Une définition préalable de l'opposition s'avère donc nécessaire. Pour suivre cette voie, la solution la plus simple est de passer de la notion de groupe, d'ores et déjà définie par le Règlement de l'Assemblée nationale, à la notion d'opposition. De la même façon que chaque député déclare son appartenance à un groupe par le biais du président de ce groupe, il pourrait être envisagé que chaque groupe puisse déclarer, s'il le souhaite, son appartenance, également par le biais de son président, à l'opposition ou à la majorité (article 1er de la proposition de résolution adoptée par la Commission). Cette déclaration permettra d'ouvrir une série de droits. À l'intérieur de la majorité d'une part et de l'opposition d'autre part, les droits pourront être répartis entre groupes en fonction de leur importance numérique. En outre, un groupe pourra très bien choisir... de ne pas choisir.

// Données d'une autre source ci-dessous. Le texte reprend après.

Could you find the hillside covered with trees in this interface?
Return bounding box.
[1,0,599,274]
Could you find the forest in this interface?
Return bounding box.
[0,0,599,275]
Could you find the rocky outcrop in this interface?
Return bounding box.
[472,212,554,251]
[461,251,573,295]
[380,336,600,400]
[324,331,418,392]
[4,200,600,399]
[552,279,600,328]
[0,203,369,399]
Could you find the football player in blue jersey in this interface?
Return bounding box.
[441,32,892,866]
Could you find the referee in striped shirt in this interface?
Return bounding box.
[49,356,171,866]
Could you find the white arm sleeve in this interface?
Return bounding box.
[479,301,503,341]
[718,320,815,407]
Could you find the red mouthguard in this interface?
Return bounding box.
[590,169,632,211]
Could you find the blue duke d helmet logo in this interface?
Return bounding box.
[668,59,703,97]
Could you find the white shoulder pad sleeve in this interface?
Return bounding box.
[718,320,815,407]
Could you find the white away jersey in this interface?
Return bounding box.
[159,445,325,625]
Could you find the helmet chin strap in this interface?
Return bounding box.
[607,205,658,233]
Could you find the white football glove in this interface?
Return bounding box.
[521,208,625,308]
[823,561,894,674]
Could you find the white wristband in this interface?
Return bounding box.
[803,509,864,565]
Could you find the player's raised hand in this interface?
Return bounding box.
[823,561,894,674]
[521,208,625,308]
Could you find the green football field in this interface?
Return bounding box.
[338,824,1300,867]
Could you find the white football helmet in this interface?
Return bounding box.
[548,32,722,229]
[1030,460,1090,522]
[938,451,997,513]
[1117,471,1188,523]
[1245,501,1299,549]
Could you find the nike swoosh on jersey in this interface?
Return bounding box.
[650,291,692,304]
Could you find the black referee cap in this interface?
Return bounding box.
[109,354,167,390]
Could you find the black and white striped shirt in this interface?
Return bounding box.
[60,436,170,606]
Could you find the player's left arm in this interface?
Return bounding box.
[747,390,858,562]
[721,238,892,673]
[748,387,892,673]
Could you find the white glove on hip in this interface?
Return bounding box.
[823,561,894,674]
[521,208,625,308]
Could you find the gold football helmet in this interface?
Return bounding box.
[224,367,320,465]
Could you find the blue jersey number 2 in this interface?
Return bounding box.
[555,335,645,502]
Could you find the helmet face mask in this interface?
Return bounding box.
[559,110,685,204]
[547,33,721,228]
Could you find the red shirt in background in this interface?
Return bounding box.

Cette solution offre suffisamment de souplesse pour permettre à un groupe de changer de positionnement en cours de législature. Elle ne fige pas non plus les positions de chacun à tout moment. Elle ne constitue pas une étiquette politique indélébile tout au long d'une législature, mais seulement le moyen d'attribuer une série de droits sur une période de temps suffisamment pertinente. Par exemple, dès lors qu'une série manifeste de signes - le rejet d'une question de confiance, l'adoption d'une motion de censure, le rejet d'un projet de budget... - marque le changement de comportement d'un groupe inscrit dans la majorité, il semble cohérent que celui-ci sorte de la majorité. Y rester constituerait pour lui un geste peu lisible et paradoxal qui ne manquerait pas de retenir l'attention de l'opinion. Il aura alors le choix entre se déclarer appartenir à l'opposition et ne plus se déclarer comme faisant partie de la majorité.

En effet, de la même façon qu'existent aujourd'hui des députés non inscrits, pourraient exister des groupes qui décident de n'appartenir ni à la majorité ni à l'opposition, mais qui perdraient le bénéfice des droits découlant de l'appartenance à l'une ou à l'autre. Il leur suffirait de ne pas déposer de déclaration à la Présidence. Ils continueraient bien évidemment de bénéficier des très nombreuses dispositions du Règlement de l'Assemblée nationale liées au groupe.

La définition d'une opposition viendrait décliner, s'agissant du fonctionnement interne de l'Assemblée nationale, à la fois l'article 3 de la Déclaration des droits de l'homme et du citoyen qui affirme le « principe de toute Souveraineté qui réside essentiellement dans la Nation », ce qui inclut la majorité, mais aussi la minorité, l'article 3 de la Constitution qui dispose que « la souveraineté nationale appartient au peuple qui l'exerce par ses représentants » et son article 4 qui prévoit que « les partis et groupements politiques concourent à l'expression du suffrage ». Elle prolongerait également la reconnaissance par la Constitution de l'existence d'une minorité, à travers la saisine du Conseil constitutionnel par au moins soixante députés ou soixante sénateurs.

3. L'attribution de droits garantis

La règle de la proportionnalité est juste, mais sa stricte application empêche l'opposition d'accéder à certains droits. Pour qu'elle joue son rôle, le seul critère numérique doit être dépassé. Seule la création d'un « privilège de l'opposition » (37) permettrait de lui accorder une place qui dépasse la stricte importance de son effectif.

a) L'attribution d'une présidence de commission permanente

L'attribution d'une présidence de commission permanente à un membre de l'opposition constitue une caractéristique de nombreux régimes parlementaires.